Just kidding. It's more like "Thanks, Putin." In August 2014, he banned European Union agricultural imports as payback for E.U. sanctions punishing Russia's invasion of Ukraine. Putin struck just as the European Union was ending dairy production limits, so the loss of the Russian market was doubly painful to E.U. producers — and rendered them desperate for markets elsewhere. Throw in a stronger dollar due to Federal Reserve policy (thanks, Janet Yellen) — et voila! — U.S. cheese imports are rising.

They are doing so even as the Agriculture Department forecasts record U.S. production of 212.4 billion pounds of milk in 2016, and U.S exports are hampered by the aforementioned strong dollar.

So much for the widely held belief that foreign crises in places like Ukraine don’t affect Americans’ daily lives.

What is to be done? We could try to eat through the problem. You laugh, but the current level of per capita cheese consumption in the United States is 64 percent higher than it was in 1975, due partly to a richer society’s growing taste for richer foods.
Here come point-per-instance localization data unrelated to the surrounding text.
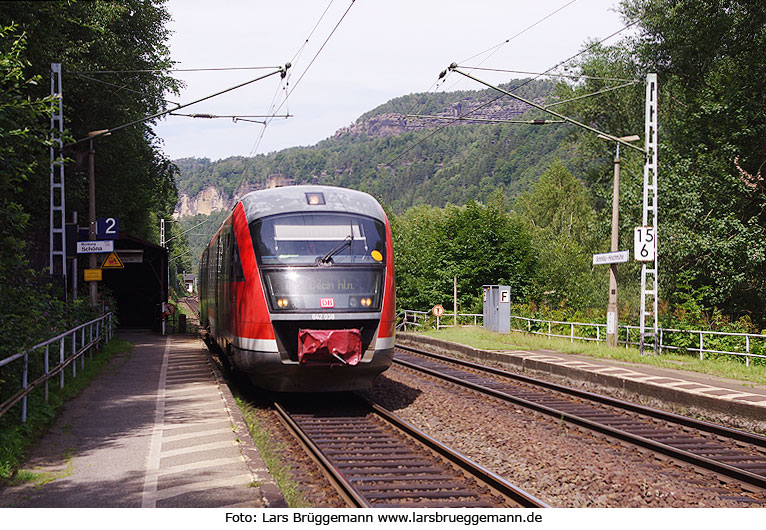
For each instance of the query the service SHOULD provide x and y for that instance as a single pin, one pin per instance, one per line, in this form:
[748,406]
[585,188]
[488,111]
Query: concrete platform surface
[157,428]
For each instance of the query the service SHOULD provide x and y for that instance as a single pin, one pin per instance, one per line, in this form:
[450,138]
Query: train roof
[287,199]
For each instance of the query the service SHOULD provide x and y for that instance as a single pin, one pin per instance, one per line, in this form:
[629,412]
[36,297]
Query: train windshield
[318,239]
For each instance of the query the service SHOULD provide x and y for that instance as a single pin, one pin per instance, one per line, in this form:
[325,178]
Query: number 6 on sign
[644,243]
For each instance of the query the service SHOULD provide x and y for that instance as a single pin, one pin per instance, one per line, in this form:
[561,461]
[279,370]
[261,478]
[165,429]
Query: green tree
[479,244]
[560,216]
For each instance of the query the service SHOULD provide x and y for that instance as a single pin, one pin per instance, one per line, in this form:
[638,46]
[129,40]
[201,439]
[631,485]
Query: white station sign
[95,247]
[610,257]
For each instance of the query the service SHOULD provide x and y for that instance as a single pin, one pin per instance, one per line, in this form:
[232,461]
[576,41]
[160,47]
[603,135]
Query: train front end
[316,309]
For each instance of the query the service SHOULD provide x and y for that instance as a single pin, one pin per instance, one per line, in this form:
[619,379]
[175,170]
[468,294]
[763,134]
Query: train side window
[238,275]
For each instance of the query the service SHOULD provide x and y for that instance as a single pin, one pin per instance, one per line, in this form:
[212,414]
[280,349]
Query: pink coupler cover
[343,346]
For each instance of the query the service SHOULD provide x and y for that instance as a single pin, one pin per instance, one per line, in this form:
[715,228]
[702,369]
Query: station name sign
[95,247]
[610,257]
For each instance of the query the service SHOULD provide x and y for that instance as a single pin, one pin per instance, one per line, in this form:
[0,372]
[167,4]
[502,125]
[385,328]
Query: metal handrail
[98,330]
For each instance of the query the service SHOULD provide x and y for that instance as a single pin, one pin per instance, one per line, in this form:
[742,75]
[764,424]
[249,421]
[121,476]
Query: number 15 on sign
[644,243]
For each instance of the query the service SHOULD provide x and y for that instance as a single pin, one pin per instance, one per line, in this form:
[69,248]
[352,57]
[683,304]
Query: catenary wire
[584,50]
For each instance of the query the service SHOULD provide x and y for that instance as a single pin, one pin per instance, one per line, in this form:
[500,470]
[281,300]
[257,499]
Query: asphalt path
[155,429]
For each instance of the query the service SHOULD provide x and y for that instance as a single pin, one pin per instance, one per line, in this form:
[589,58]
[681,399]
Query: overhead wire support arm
[282,71]
[454,68]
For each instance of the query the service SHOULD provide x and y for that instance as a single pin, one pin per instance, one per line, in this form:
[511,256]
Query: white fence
[71,346]
[694,340]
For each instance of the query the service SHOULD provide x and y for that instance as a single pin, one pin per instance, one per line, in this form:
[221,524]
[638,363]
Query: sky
[347,58]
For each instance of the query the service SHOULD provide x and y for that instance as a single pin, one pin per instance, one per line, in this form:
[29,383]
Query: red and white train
[297,289]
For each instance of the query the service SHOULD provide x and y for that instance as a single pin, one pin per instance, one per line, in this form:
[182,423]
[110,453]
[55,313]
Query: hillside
[401,160]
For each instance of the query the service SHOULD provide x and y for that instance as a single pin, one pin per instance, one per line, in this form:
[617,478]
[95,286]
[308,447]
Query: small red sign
[327,302]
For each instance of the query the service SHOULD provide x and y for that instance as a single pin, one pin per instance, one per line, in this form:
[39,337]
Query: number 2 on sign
[644,243]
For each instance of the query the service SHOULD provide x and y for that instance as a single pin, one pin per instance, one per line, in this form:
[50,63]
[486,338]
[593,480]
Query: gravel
[563,465]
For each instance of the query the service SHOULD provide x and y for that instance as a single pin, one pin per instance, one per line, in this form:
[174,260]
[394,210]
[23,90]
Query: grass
[271,451]
[16,438]
[729,367]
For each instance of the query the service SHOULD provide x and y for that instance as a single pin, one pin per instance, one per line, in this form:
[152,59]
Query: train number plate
[327,302]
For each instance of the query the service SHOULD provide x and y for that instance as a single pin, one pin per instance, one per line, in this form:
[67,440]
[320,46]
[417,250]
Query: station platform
[689,390]
[157,428]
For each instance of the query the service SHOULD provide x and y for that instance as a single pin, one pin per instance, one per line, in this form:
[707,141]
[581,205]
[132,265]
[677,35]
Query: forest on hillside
[552,186]
[461,162]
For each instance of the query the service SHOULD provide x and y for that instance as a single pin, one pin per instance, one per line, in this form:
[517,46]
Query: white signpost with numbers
[644,247]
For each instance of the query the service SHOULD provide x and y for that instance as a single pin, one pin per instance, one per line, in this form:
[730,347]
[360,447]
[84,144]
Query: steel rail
[347,490]
[494,481]
[712,428]
[496,484]
[641,441]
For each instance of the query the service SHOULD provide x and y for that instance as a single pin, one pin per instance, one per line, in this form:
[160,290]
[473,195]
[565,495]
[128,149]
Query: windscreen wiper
[327,258]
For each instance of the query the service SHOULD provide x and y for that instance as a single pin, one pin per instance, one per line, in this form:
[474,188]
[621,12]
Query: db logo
[326,302]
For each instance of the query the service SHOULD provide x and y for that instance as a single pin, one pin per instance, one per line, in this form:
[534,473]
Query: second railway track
[734,454]
[377,460]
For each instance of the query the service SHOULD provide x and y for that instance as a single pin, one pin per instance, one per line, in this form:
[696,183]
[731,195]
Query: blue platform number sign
[107,228]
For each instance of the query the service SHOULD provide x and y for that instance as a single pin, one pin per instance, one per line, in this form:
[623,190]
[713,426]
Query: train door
[225,279]
[202,289]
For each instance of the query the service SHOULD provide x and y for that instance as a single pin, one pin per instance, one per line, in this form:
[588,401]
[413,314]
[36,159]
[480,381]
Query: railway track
[377,460]
[730,453]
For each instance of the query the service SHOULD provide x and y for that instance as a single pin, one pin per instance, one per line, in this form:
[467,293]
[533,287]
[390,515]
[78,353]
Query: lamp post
[611,308]
[92,208]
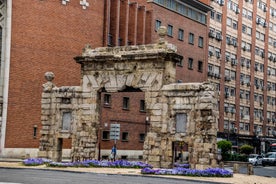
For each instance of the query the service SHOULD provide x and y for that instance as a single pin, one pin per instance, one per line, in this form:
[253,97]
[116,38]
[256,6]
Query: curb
[129,175]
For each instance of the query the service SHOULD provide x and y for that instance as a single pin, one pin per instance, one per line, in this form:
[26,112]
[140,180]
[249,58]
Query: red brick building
[40,36]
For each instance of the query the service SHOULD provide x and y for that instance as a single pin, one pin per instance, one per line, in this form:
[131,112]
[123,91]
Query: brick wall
[131,120]
[46,35]
[183,47]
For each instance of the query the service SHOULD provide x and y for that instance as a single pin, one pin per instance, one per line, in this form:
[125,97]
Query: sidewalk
[236,179]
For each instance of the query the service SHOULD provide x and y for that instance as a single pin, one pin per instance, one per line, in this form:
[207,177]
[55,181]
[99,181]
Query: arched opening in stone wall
[180,152]
[177,111]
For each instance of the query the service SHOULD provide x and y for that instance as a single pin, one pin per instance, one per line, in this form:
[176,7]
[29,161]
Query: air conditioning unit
[211,34]
[227,78]
[227,58]
[258,20]
[233,111]
[218,37]
[227,109]
[233,62]
[242,116]
[262,54]
[230,42]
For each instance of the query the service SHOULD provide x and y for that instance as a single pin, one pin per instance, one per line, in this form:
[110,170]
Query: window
[125,136]
[190,63]
[35,131]
[141,137]
[219,17]
[105,135]
[191,38]
[181,122]
[200,42]
[170,30]
[180,34]
[125,103]
[107,99]
[66,121]
[200,66]
[157,24]
[180,62]
[142,106]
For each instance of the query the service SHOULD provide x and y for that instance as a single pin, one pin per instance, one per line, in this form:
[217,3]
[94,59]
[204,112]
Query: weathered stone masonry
[73,111]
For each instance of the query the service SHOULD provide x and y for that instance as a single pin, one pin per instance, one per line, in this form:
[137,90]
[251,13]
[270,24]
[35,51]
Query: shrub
[211,172]
[225,146]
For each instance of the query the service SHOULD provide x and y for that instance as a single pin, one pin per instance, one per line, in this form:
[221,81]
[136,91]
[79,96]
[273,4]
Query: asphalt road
[268,171]
[36,176]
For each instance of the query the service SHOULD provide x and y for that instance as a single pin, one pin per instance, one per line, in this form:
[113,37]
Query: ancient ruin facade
[177,111]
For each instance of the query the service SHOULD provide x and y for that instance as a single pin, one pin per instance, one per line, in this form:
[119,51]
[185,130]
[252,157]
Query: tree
[225,146]
[246,149]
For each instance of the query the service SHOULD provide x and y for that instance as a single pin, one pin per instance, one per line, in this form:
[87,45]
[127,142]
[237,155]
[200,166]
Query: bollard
[250,169]
[236,168]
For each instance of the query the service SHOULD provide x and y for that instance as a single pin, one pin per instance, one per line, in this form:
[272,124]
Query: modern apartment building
[242,64]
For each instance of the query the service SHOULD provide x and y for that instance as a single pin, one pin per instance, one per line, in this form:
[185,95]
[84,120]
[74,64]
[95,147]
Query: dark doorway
[59,149]
[180,152]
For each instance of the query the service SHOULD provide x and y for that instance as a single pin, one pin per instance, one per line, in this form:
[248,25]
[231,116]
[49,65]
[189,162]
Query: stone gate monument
[178,111]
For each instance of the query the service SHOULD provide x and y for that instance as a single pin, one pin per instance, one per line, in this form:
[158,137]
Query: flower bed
[86,163]
[180,169]
[211,172]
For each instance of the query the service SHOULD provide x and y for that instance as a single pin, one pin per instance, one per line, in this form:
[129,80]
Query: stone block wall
[199,102]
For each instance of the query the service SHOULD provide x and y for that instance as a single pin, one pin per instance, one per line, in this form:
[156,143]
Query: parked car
[269,159]
[255,159]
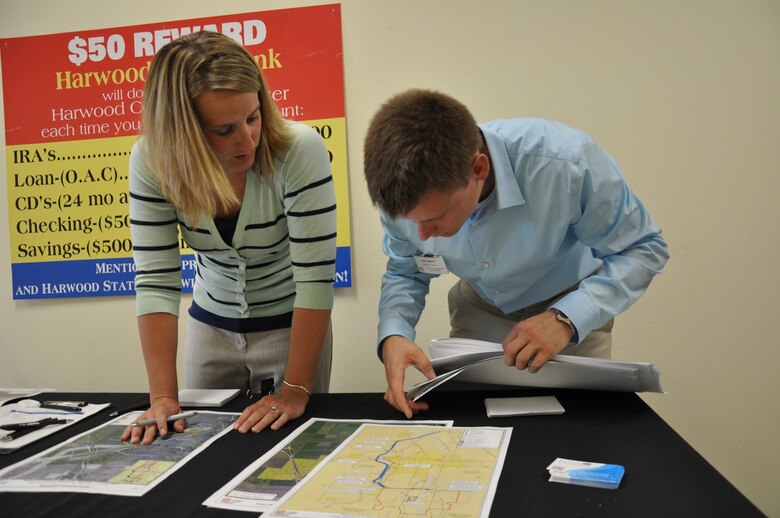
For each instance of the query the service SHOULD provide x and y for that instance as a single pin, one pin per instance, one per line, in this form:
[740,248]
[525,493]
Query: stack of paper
[580,473]
[206,397]
[482,362]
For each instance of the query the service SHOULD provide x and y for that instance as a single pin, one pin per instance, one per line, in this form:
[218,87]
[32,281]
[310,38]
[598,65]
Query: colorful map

In the short run, consumption might go up a bit, since the glut is making cheese cheaper.

What's more, the U.S. government has a long-standing pro-cheese-eating policy, which grew out of the need to do something with the subsidized excess of milk products generated by federal pro-production dairy policy — which, in turn, has persisted for decades despite declining consumer interest in drinking milk.

Two decades ago, in fact, the Clinton administration's Agriculture Department helped form a promotional organization, Dairy Management Inc., funded by a congressionally authorized, federally collected dues requirement for dairy producers. Its $140 million annual budget has helped develop such fast-food items as Pizza Hut's cheese-topped crust and Taco Bell's double steak quesadillas, as well as cheesy pizzas for the federal school lunch program.

Is this little-known offshoot of the federal government up to the task of glut-cutting? No doubt the dairy industry would benefit if Dairy Management had some new cheese-based menu items up its sleeve. (A spokeswoman would neither confirm nor deny that, citing “proprietary concerns.”) Whether ever-increasing ingestion of a food rich in saturated fats should be a federal priority, given the obesity epidemic, is another question.

To be sure, some recent research shows dairy fat may not contribute to diabetes and may help some people fight obesity — findings repeatedly, and cheerfully, emphasized to me by that Dairy Management spokeswoman. Yet dietary guidelines from the Departments of Health and Human Services and Agriculture — the latter being the outfit that supervises Dairy Management — recommend limiting intake of saturated dairy fat.

USDA forecasters are also skeptical about the long-term growth potential of U.S. cheese consumption, in part, they say, due to the growth of nonwhite demographic groups that tend to eat less of it than whites do.

Alas, even with a government-backed organization urging us to consume more, Americans will probably never top the world champion cheese-eaters, who are, of course, the French, with annual per capita consumption of 57 pounds.

And so experts in cheese economics told me we’ll probably have to wait for a stockpile-clearing market correction. If and when that happens, it could mean trouble for some U.S. milk producers.

In theory, dairy farms are protected by a subsidized insurance program in the 2014 Farm Bill. In practice, don't be surprised to see dairy lobbyists run to Congress for new aid if the shakeout gets bad enough.

Broadly speaking, special pleading is how we wound up in our current cheese predicament to begin with. Governments across the world — even including a statelet like San Marino, which, though surrounded by Italy, is not a member of the E.U. and which has just signed an embargo-skirting deal to supply Russia with Parmesan — manipulate dairy markets in response to often contradictory political pressures.

If this column has a point at all, it might be this: In the long run, everyone — consumers, producers, middlemen, grocers — would probably be better off if governments just left the dairy market to its own devices. And a lot of other markets, too.